No, per me è un processo irreversibile. La politica degli anni Settanta era legata a delle costruzioni ideologiche molto precise, che non si ripeteranno più per chissà quanti decenni o secoli, però nel libro il tema della militanza voleva essere solo uno spunto. In fondo la protagonista potrebbe avere anche un passato diverso, magari borderline oppure da delinquente.
La questione della militanza, per me, è stata soprattutto un’occasione per raccontare e descrivere i rapporti personali, le amicizie, per come erano intese dalla mia generazione: in un modo estremamente forte e permanente nel tempo. Ed erano amicizie in cui c’era uno scambio, un dare e avere, un rischio anche che ci si assumeva scegliendo gli amici. Io spero davvero per le nuove generazioni che questo tipo di amicizie così forti, che sembravano davvero indissolubili, possano esistere ancora, ma temo che non sia più possibile.
Credo che la qualità e la forza di quelle amicizie sia stata una caratteristica della mia generazione, e che oggi ne esista una versione più usa-e-getta, lontana da legami così forti. Le nostre amicizie di allora sono state cementate da esperienze personali molto forti e pervasive, che hanno costruito le nostre personalità. I giovani di oggi non hanno le stesse opportunità di quegli anni turbolenti, ma anche molto creativi, della nostra adolescenza. Credevamo nella musica, nell’arte, nella letteratura oltre che nella politica.
Lei ha alle spalle una lunga carriera giornalistica, ma Le lupe è la sua prima opera di narrativa. Pensa che ripeterà quest’esperienza?

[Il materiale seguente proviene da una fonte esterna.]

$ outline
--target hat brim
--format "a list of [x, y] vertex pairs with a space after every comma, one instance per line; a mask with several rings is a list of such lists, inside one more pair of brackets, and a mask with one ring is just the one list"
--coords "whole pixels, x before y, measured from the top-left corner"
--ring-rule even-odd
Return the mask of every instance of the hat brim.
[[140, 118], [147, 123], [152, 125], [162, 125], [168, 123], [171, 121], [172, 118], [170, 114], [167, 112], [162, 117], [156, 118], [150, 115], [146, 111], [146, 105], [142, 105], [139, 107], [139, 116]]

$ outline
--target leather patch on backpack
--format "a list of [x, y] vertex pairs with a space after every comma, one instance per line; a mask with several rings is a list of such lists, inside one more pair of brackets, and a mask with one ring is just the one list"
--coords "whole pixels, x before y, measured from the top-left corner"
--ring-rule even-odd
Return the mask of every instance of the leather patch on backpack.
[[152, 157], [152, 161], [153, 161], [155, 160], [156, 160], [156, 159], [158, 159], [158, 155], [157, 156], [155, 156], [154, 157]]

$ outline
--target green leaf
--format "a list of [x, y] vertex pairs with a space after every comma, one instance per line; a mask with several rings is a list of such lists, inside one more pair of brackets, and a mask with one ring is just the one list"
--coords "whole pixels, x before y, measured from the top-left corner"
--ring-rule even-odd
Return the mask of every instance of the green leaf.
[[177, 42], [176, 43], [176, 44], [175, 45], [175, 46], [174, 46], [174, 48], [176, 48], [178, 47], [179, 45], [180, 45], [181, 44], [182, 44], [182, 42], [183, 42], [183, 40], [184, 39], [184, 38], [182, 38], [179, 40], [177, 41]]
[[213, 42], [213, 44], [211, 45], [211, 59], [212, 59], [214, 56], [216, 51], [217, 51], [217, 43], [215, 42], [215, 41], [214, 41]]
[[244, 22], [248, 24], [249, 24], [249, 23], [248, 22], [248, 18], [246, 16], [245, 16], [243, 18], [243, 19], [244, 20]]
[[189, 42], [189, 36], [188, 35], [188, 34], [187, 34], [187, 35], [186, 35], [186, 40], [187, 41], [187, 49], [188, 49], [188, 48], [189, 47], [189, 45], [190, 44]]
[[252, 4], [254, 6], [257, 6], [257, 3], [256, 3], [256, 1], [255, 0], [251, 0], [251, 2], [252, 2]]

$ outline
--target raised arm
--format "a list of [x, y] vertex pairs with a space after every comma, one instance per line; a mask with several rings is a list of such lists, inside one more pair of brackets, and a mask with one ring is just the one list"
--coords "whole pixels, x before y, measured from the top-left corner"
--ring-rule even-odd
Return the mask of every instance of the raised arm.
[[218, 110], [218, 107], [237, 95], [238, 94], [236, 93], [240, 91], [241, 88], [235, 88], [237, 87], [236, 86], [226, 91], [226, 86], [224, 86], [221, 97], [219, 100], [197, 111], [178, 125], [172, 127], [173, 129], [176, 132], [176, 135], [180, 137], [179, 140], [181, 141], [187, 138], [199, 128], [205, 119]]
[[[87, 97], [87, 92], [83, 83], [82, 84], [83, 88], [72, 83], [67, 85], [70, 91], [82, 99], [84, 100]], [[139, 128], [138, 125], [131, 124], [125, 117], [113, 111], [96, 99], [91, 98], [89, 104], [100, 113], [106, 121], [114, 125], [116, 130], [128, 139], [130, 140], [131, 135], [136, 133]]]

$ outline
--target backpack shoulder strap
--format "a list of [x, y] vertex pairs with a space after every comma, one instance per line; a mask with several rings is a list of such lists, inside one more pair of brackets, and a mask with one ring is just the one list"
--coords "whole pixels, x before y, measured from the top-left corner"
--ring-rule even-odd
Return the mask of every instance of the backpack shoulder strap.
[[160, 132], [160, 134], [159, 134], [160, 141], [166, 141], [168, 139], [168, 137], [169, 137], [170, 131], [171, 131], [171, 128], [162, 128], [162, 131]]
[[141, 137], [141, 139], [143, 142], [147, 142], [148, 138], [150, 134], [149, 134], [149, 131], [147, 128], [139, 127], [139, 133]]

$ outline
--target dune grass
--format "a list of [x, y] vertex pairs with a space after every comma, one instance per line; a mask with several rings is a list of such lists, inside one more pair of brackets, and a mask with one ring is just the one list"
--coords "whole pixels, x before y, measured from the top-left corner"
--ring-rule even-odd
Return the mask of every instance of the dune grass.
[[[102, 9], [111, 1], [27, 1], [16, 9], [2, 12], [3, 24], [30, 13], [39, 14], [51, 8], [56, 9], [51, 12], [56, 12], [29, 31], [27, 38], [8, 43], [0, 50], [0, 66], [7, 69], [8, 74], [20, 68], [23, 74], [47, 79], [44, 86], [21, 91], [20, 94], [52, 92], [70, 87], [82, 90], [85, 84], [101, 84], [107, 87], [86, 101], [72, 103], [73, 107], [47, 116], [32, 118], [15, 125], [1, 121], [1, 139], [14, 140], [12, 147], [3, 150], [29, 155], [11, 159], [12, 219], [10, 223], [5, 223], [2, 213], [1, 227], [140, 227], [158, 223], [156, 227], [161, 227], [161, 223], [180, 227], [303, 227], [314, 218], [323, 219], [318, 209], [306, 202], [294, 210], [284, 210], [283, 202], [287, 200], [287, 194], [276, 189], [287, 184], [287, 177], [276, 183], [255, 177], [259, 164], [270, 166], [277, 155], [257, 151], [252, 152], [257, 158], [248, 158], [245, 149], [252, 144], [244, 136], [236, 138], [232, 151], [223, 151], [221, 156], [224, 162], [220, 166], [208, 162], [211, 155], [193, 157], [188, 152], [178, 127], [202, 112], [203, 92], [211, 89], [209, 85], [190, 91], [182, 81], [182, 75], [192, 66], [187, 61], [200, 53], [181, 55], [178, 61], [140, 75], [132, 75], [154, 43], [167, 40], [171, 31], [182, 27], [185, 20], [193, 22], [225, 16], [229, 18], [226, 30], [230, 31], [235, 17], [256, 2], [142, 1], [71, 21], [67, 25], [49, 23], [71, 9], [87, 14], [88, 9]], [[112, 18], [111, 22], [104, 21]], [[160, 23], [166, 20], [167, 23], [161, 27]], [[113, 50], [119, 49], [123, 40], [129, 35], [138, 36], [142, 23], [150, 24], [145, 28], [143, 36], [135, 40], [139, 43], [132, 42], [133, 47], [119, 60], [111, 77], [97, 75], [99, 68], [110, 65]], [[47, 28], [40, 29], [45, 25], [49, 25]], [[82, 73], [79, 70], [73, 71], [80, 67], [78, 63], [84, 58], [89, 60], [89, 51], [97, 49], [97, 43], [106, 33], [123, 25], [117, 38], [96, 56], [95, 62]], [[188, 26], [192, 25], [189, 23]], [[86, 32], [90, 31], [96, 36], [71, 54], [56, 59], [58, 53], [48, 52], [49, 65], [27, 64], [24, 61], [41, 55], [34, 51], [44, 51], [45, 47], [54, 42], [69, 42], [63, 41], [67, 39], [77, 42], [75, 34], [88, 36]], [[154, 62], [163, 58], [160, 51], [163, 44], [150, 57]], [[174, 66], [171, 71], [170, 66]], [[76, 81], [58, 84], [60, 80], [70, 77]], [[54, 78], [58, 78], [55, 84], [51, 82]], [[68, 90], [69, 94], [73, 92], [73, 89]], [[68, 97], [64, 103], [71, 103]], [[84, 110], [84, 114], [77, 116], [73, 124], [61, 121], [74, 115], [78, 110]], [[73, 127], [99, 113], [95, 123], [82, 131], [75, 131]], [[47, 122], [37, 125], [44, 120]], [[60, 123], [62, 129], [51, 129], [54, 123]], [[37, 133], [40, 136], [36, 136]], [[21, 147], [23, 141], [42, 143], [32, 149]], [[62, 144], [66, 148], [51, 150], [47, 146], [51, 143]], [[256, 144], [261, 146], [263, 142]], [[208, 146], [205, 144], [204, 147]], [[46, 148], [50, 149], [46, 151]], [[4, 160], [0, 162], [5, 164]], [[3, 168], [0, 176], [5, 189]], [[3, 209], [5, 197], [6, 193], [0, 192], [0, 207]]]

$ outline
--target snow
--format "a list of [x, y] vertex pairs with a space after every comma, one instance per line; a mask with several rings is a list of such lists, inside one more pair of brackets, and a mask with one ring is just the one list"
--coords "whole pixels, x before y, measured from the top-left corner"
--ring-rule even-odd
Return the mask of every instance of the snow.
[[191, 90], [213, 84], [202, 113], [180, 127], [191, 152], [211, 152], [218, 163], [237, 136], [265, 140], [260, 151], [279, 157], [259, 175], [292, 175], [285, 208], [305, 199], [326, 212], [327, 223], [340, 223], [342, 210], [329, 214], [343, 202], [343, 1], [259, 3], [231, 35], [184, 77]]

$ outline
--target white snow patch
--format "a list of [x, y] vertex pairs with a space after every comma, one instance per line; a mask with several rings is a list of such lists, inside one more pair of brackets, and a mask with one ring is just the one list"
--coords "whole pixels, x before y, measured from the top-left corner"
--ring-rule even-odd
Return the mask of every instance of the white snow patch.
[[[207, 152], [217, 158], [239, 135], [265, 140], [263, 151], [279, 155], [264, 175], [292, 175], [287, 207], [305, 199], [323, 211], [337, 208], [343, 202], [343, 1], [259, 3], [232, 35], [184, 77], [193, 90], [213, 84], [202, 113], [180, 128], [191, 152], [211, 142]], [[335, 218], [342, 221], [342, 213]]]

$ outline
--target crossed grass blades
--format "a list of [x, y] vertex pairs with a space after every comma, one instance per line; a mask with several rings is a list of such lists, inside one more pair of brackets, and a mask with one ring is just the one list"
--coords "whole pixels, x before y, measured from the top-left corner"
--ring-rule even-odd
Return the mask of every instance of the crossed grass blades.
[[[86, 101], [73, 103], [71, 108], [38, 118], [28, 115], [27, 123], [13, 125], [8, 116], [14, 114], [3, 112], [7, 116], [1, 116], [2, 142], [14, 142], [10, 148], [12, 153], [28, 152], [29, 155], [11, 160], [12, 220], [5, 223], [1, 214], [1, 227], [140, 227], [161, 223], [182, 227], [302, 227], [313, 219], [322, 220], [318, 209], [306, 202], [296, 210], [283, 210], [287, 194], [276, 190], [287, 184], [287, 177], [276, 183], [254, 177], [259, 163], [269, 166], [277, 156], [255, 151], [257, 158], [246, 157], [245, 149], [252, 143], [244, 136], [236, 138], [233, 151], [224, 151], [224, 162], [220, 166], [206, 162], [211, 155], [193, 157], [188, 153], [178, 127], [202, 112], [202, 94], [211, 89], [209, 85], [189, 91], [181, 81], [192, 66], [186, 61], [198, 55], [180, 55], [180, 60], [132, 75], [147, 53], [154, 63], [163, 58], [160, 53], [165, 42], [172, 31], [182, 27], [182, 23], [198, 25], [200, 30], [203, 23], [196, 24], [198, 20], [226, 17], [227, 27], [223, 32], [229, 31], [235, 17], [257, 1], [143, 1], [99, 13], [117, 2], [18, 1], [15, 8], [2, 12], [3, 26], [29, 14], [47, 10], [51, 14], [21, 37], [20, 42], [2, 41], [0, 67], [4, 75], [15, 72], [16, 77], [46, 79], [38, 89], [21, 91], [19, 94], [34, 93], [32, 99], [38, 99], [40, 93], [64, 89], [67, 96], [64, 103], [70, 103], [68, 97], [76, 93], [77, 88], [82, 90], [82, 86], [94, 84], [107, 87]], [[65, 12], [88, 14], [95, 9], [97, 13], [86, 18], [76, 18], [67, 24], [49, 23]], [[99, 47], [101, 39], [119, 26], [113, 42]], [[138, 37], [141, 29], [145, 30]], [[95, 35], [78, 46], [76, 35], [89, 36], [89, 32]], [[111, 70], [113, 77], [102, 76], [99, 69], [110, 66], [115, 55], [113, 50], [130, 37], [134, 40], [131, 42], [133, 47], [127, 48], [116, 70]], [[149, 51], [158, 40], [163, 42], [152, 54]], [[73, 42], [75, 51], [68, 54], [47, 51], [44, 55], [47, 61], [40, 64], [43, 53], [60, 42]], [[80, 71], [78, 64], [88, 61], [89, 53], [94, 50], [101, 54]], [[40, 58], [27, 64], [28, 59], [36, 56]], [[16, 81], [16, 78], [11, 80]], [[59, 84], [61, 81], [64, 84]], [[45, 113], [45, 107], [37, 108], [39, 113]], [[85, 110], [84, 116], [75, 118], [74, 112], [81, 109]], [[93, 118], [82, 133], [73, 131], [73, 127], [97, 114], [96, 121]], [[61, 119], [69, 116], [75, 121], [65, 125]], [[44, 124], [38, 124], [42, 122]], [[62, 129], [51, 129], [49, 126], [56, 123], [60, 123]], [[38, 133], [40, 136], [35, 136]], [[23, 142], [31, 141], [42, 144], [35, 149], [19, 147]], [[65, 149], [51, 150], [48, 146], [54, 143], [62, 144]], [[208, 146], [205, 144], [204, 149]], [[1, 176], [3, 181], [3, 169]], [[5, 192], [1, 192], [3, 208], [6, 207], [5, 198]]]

Sono molto sincera su questo: la priorità che mi sono data scrivendo questo libro era di raccontare una storia in cui la trama dovesse fare riferimento all’amicizia, alla giustizia, alla vendetta. Doveva anche essere un racconto che stesse in piedi e invogliasse a voltare le pagine, non volevo scrivere come una giornalista.
Di solito, quando si dedicano a un romanzo, i giornalisti scrivono molto male perché tendono a utilizzare lo stesso linguaggio che hanno usato per anni sui giornali, mentre io ho cercato di dimenticarmi tutto quello che avevo imparato nel giornalismo.
Nel libro ci sono molte questioni che restano sullo sfondo. Ad esempio non ho citato gli autori dei brani musicali che costituiscono una playlist del libro, cosa che da giornalista avrei fatto. Volevo provare a scrivere una storia in cui certi particolari possono restare insignificanti, mentre è più importante suscitare emozioni. Alla fine l’esperienza è stata positiva.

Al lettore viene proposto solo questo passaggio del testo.